India’s border stand-off with China may disrupt the supply chains of U.S. companies based in the south Asian nation.
The decision by customs officials to abruptly halt clearances of industrial consignments coming in from China at major Indian ports and airports has raised concerns among U.S. manufacturers based in the country, according to a letter written to India’s Department for Promotion of Industry and Internal Trade.
“We are concerned about the repercussions an unanticipated embargo on the import of goods from neighbouring countries will have on the supply chain and manufacturing,” said Mukesh Aghi, president of the U.S. India Strategic Partnership Forum in the letter sent to Guruprasad Mohapatra, secretary of the government department.

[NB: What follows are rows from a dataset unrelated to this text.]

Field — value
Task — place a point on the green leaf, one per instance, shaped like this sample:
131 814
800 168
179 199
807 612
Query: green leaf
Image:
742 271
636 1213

Lack of information about what consignments may be held up threatens business continuity and disrupts manufacturing operations, the letter noted. India’s trade with the U.S. was worth $87.95 billion in the year ended March 2019, making it the country’s largest partner. Yet China remains the south Asian nation’s biggest global supplier, and Beijing has a trade surplus of about $50 billion with New Delhi.
“There’s no formal order from India’s Directorate General of Foreign Trade at the moment on halting any imports,” said Yogesh Baweja, a spokesman for the commerce ministry, adding the problems may have been caused by procedural delays at customs. Rajesh Malhotra, spokesman for the finance ministry, declined to comment.